News / Asia

    Japanese Panel Spreads Blame for Fukushima Disaster

    Workers are trying to remove unused nuclear fuel assemblies stored in the spent fuel pool tsunami-crippled Fukushima Daiichi Nuclear Power Plant No. 4 reactor building, July 19, 2012.
    Workers are trying to remove unused nuclear fuel assemblies stored in the spent fuel pool tsunami-crippled Fukushima Daiichi Nuclear Power Plant No. 4 reactor building, July 19, 2012.
    TOKYO — An investigative panel has concluded the last of a series of high-profile reviews of last year’s accident at the Fukushima Daiichi nuclear power plant. The report criticizes actions by the plant’s operator, the government and industry regulators.  

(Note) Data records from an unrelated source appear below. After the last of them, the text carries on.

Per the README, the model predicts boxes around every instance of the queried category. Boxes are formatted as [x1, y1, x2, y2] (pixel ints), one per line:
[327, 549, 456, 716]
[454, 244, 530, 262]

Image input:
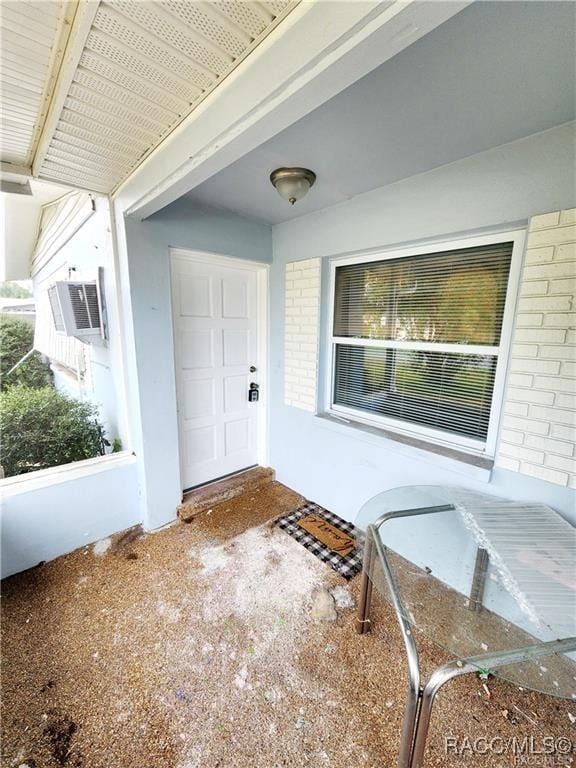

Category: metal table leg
[356, 504, 454, 768]
[355, 526, 374, 635]
[468, 547, 490, 612]
[410, 637, 576, 768]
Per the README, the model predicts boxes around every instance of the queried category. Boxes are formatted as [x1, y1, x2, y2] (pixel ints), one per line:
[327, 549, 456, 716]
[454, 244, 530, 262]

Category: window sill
[0, 451, 136, 498]
[316, 413, 494, 482]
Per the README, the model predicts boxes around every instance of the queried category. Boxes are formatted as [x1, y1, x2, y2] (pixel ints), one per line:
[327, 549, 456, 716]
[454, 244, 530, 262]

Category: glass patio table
[355, 486, 576, 768]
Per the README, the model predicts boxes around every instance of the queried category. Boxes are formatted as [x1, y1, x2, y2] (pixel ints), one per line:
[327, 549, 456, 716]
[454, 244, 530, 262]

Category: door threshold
[182, 464, 259, 496]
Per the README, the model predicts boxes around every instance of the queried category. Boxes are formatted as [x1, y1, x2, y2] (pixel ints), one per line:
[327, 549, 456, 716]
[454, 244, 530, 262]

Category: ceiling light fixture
[270, 168, 316, 205]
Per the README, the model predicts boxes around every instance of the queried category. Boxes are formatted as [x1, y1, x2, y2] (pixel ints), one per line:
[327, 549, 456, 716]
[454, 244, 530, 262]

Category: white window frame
[325, 229, 526, 457]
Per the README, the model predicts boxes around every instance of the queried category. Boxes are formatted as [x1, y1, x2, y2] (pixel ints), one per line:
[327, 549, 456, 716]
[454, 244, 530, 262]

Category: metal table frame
[356, 504, 576, 768]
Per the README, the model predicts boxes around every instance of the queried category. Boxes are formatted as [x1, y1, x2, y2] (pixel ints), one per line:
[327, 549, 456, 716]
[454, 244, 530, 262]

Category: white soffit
[0, 0, 76, 170]
[29, 0, 296, 193]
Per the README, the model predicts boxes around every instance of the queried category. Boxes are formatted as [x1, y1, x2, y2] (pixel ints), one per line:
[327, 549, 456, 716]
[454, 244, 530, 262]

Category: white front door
[172, 252, 259, 489]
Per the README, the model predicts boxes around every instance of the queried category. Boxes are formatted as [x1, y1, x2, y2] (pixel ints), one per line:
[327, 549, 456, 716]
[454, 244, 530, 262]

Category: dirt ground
[2, 483, 576, 768]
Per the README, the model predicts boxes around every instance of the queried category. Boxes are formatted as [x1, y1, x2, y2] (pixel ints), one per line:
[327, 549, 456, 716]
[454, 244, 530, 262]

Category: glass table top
[355, 486, 576, 700]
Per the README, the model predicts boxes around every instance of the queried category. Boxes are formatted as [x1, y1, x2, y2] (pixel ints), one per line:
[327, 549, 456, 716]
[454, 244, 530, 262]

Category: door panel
[172, 255, 258, 488]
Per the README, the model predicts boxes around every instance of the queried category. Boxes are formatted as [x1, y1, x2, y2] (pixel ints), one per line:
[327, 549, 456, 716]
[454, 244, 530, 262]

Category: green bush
[0, 315, 52, 390]
[0, 386, 105, 477]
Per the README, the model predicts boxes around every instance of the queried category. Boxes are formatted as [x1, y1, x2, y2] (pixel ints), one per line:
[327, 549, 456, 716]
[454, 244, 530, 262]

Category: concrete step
[178, 467, 276, 523]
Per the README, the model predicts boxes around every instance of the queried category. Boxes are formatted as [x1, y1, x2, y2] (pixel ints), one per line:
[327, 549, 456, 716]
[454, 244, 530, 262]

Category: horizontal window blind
[331, 240, 514, 446]
[334, 242, 513, 345]
[334, 344, 497, 440]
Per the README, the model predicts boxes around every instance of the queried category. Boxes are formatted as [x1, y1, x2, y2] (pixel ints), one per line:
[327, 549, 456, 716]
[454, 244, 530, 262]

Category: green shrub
[0, 386, 105, 477]
[0, 315, 52, 390]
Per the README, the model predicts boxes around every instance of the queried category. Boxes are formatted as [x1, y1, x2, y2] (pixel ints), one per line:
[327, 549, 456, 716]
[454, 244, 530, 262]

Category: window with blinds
[330, 239, 514, 450]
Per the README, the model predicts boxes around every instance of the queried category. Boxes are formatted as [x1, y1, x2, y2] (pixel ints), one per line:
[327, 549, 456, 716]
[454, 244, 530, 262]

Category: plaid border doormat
[275, 501, 363, 579]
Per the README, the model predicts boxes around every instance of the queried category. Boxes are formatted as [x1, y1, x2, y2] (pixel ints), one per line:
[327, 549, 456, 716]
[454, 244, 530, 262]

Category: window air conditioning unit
[48, 270, 107, 343]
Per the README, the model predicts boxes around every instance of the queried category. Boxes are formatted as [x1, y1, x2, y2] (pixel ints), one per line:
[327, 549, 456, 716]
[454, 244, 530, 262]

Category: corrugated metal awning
[2, 0, 296, 192]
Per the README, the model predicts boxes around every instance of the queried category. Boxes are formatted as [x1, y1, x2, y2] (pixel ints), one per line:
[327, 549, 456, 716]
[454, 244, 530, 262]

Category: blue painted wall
[126, 197, 272, 528]
[270, 125, 576, 521]
[270, 125, 576, 636]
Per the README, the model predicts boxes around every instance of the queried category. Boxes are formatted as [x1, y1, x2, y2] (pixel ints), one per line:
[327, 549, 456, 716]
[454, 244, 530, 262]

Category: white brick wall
[496, 209, 576, 488]
[284, 259, 320, 411]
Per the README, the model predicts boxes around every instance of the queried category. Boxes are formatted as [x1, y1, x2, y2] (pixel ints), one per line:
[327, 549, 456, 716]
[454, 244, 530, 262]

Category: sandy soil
[2, 483, 576, 768]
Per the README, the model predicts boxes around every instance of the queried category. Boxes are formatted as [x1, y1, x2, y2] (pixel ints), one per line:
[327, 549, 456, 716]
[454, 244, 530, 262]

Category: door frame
[169, 248, 270, 491]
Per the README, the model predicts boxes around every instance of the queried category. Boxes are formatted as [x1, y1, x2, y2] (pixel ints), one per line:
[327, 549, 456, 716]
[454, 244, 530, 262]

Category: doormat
[276, 501, 362, 579]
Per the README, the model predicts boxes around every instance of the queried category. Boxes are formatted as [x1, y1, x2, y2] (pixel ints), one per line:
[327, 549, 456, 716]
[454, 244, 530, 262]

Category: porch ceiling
[188, 0, 576, 224]
[1, 0, 296, 193]
[0, 0, 74, 167]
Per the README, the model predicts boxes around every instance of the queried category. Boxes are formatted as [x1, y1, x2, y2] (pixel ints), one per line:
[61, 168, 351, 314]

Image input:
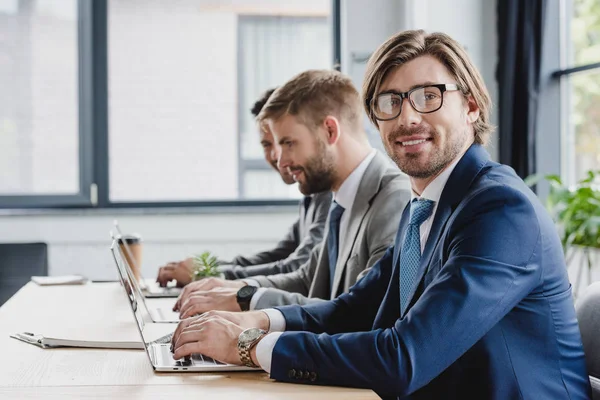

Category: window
[108, 0, 333, 203]
[0, 0, 89, 206]
[0, 0, 339, 208]
[562, 0, 600, 184]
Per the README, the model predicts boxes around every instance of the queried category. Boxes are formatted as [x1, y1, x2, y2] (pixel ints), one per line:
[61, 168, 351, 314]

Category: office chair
[0, 243, 48, 306]
[576, 282, 600, 400]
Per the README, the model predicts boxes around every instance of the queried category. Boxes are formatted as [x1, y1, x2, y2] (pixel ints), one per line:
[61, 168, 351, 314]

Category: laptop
[110, 231, 180, 323]
[114, 220, 182, 298]
[110, 239, 253, 372]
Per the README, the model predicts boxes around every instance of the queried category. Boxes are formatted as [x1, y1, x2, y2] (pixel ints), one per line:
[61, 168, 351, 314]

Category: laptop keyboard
[149, 332, 174, 344]
[149, 333, 223, 366]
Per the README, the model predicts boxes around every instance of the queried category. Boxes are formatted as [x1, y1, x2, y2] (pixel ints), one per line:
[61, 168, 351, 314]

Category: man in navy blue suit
[174, 31, 591, 399]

    The 12 members of a panel appointed by the Japanese Cabinet interviewed 770 people in the past year. They include government officials, Tokyo Electric Power Company employees and some of the 160,000 residents forced to evacuate their homes.
    Panel chairperson, Yotaro Hatamura, says the Fukushima accident illustrates the results of Japan’s reliance on what he calls the myth of nuclear safety.

    In a reference to last year’s tsunami, initially described by the plant’s operator as an “unforeseen threat,” Hatamura urges authorities to remain humble towards any potential risk and to prepare for the worst.

    The report says Japan’s main regulatory body, the Nuclear and Industrial Safety Agency, was too confident in the nuclear plant's ability to withstand a severe accident. It says this sort of attitude prevented the agency from adopting a pro-active stance on safety issues.

    The panel members also focus on the government’s response to the Fukushima accident, saying important decisions were missed because officials spent too much time micro-managing the situation. Authorities are accused of misleading the public by suppressing, and later denying, the possibility of a meltdown.

    One member of the panel urged all concerned parties to look beyond individual responsibilities and to see the accident as the product of a flawed system. The investigators underline that much more needs to be done to understand what exactly happened at Fukushima Daiichi.